クリスマスが目前に迫って来ました。私は基本、日本人なら日本の祭りを重んじるべきと考える人なので、ハロウィーンよりお神輿担ぐ秋祭り、クリスマスよりお正月を好みます。が、人にプレゼントし喜んでもらえる顔を見るのは大好きなので、その点ではクリスマスを心待ちしています。
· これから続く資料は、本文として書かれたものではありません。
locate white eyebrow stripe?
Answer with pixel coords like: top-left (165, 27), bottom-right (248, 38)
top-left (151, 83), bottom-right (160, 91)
今年も安物ですがたくさんプレゼントを準備しツリーの下に山積みしました。旦那へ、父へ、母へ。特に80代の両親はイギリスのクリスマスどころか和製クリスマスも経験せず大人になった人達。1つでもたくさん開封させて上げ、喜びの涙を流させようと目論んでんですよ。(笑)


さて、皆様、クリスマスの献立はお決まりですか?肉、買いました?本年の我が家のクリスマスローストはガチョウです。冷凍物で50ドル近くしたガチョウを、昨夜冷蔵庫に移し解凍をし始めました。


2日かけて冷蔵庫でゆっくり解凍させ、イヴにはスコルディング(scoldと綴る「𠮟る」の意味ではなく、scaldと綴る「湯通しする」の意)し、25日にそれを3時間くらいかけて焼きます。ガチョウは脂っこいので、湯通しして余分な脂を取り除いてから焼くと良いと旦那が教えてくれました。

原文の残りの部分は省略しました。